Oct 29, 2021
AXA to Cut Fossil Fuel Investments With Industry in Crosshairs
(Bloomberg) -- AXA SA, France’s biggest insurer, is broadening the list of fossil-fuel activities that it will refrain from investing in, as pressure grows on financial companies to step back from funding industries that damage the climate.
Starting from 2023, the Paris-based insurer will stop investing in and underwriting upstream oil greenfield exploration projects, taking into account the Science-Based Targets initiative (SBTi) framework as it becomes available, the insurer said on Friday.
“Going forward, AXA is determined to focus its support only on actors with the most far-reaching and credible transition strategies,” Chief Executive Officer Thomas Buberl said in the statement.

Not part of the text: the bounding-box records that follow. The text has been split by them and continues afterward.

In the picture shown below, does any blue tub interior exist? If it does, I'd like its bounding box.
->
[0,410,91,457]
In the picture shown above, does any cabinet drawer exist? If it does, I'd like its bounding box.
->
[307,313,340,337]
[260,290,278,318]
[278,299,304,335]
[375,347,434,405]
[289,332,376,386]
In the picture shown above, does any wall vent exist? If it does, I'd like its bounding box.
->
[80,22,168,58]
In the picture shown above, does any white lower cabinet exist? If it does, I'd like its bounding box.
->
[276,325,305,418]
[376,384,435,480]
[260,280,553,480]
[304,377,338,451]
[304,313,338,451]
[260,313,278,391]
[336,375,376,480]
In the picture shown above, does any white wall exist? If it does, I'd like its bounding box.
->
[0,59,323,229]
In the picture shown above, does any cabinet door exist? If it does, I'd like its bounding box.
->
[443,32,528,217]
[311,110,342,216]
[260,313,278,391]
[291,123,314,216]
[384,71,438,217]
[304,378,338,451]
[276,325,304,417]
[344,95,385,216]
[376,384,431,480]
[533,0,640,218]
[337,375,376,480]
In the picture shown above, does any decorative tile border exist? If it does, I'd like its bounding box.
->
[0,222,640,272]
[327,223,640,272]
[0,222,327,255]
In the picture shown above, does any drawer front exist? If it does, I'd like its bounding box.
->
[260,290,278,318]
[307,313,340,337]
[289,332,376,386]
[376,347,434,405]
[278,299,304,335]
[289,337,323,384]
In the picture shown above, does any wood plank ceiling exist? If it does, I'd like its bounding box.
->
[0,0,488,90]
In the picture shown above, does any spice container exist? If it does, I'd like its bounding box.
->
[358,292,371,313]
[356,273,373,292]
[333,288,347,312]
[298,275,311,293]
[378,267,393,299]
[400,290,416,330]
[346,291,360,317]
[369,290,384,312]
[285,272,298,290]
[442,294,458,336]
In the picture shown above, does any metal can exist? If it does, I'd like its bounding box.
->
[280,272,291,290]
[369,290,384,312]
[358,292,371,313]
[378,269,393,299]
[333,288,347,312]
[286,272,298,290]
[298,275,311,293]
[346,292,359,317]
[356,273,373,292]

The insurer also intends to reduce its investment and insurance exposure to unconventional exploration and production, strengthening its criteria regarding arctic oil, tar sands and shale oil and gas. And the group, which aimed to invest 24 billion euros ($28 billion) in green and low-carbon energy by 2023, has brought that objective up to 26 billion euros.
Read More: Climate Change Replaces Pandemic as Insurers’ Biggest Worry
Though the announcement represents “some progress,” AXA’s new policy toward oil and gas “ultimately undermines its claims to climate leadership,” according to Lucie Pinson, executive director of Reclaim Finance. The group estimates that AXA will continue to offer insurance for 56.5% of planned oil and gas expansion. By that calculation, AXA “has derailed both its own commitment to achieve net-zero emissions by 2050, and its responsibility as chair of the Net Zero Insurance Alliance to lead from the front on climate,” she said.
Axa was among the first major finance firms to divest from coal back in 2015 and in 2017 was the first big insurer to stop underwriting certain new coal projects. Since then a growing number of banks, insurers and investors have begun limiting financial services to the coal industry.
Axa is under pressure to deliver an ambitious oil and gas policy. A group of environmental non-profits placed an advert in the Financial Times last week, calling on Buberl to “follow the science and rule out any support for new oil and gas projects now.”